Tuesday, November 4, 2008

Death of a Pirate King: Great moments

Great Moment from last night's reading!
Book: Death of a Pirate King
Author: Josh Lanyon
Spoiler level: low, unless you didn't read The Hell You Say, reviewed here. Even then, the spoiler level is low.
Page: 98

Gasp!! I just want to say this book is delicious and exquisite so far. I'm reading it slowly because I don't want it to ever end.

Opening lines:
It was not my kind of party.
Sure, some people might think the dead guy made it my kind of party, but that woudn't be a fair assessment of my entertainment needs - or my social calendar.
The mystery all starts when Porter Jones, this Hollywood mogul that the main character Adrien is talking to, starts twitching and spitting soup out his mouth, and nobody can tell if he's laughing or what.
"Was it something you said, Adrien?" Paul Kane, our host, joked to me. He rose as though to better study Jones. He had one of those British public school accents that make insignificant comments like Would you pass the butter sound as interesting as Fire when ready!
But then Jones keels over and it is soon clear he has been poisoned. A lot of people comment on Lanyon's humor, and I heartily agree he's one of the best humorists out there, but he's also a fantastic stage manager of his action. I love the way he has Jake Riordan, the man who broke Adrien's heart two years ago, enter in this scene a page later:
They kept us waiting for probably another forty minutes, and then the doors to the drawing room opened silently on well-oiled hinges, and two cops in suits walked in. One was about thirty, Hispanic, with the tightly coiled energy of the ambitious young dick, and the other was Jake Riordan.
I love everything about this paragraph. The doors opening silently - two doors, not one. The well-oiled hinges. Everybody waiting. The young cop, and then Jake. All the details frame the appearance of Jake in a way that blew my mind. I think a lesser writer might have put Jake in the beginning of this paragraph and sort of trumpeted around him with words, but Lanyon drops him at the end like a depth charge. Bang!
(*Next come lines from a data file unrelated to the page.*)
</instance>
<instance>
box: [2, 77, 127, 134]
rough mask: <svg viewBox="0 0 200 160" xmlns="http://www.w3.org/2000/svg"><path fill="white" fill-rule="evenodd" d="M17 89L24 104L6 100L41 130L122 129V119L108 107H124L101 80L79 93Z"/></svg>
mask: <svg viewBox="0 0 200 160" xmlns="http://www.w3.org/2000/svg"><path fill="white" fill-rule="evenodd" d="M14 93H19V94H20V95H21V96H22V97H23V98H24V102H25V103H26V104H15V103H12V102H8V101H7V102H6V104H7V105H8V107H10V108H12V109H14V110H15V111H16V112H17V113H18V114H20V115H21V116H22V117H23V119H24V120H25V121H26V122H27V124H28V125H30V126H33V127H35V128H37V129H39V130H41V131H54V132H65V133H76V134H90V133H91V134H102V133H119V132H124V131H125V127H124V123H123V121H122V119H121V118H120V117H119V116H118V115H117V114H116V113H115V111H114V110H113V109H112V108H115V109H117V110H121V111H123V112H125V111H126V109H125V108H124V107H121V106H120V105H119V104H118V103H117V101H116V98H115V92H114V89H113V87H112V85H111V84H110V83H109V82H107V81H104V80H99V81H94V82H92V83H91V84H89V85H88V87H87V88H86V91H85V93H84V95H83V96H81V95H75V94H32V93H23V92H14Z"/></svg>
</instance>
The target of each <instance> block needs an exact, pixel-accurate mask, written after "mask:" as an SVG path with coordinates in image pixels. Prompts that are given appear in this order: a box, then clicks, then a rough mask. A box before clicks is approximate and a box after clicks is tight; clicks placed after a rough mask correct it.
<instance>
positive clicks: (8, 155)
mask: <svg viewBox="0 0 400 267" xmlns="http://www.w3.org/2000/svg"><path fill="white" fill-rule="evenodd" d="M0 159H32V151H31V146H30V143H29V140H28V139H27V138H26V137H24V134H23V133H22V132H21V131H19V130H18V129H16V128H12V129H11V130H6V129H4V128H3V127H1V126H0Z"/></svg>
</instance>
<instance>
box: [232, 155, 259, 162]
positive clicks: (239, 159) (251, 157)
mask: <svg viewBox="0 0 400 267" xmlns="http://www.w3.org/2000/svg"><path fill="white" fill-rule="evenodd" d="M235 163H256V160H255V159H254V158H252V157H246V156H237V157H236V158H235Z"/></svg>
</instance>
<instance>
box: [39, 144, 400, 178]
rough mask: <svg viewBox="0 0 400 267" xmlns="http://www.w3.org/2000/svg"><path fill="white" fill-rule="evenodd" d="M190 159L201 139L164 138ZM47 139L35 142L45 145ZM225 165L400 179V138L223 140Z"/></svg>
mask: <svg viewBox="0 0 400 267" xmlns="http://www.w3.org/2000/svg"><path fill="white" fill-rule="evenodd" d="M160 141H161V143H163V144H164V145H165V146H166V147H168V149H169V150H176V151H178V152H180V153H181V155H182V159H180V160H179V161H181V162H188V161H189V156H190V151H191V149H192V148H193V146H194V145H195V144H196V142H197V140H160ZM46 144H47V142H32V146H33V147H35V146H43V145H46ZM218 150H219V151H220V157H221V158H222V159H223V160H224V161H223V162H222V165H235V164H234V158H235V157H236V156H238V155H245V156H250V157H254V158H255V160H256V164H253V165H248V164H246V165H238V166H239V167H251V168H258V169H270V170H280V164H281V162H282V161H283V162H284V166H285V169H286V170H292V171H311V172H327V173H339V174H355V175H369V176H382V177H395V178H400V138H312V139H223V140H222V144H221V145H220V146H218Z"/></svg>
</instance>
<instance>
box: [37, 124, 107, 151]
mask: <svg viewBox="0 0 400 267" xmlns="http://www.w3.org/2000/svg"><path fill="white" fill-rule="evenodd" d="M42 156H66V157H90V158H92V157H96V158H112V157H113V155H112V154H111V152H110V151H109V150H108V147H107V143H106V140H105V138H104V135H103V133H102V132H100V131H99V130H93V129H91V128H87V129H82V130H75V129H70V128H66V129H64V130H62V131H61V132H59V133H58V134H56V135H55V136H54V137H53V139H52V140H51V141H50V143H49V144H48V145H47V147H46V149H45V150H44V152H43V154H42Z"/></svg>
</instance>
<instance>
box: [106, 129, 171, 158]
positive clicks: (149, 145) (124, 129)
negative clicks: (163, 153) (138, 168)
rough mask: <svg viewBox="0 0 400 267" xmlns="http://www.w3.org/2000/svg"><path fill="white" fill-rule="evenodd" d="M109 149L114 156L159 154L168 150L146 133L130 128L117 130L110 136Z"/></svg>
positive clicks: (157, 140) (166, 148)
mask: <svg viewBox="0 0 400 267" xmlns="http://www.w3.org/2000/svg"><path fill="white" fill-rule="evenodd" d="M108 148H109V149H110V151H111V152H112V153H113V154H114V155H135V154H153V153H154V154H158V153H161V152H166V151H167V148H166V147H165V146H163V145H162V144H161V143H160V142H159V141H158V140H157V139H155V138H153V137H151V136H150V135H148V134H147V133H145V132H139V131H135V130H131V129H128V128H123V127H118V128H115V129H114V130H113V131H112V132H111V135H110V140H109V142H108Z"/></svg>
In a way, this book contains two mysteries: a murder mystery and a romantic mystery (at least that's what it looks like now; I'm only on page 98). Adrien gets corralled into sleuthing, and as the clues in the murder mystery begin to accumulate, Adrien slowly learns new things about Jake and his break-up and Jake's state of mind about it, then and now. Oh, this book is so good.

NOTE: this was originally sandwiched in the post below between two unrelated topics, so for blog searching ease, I broke them apart. So this post has been commented on below. But feel free to comment on it here now.

2 comments:

Ladytink_534 said...

Lol. I'm even more intrigued but my library doesn't have anything by this author :(

samantha.1020 said...

This sounds good. I'm adding it to the TBR list. Thanks!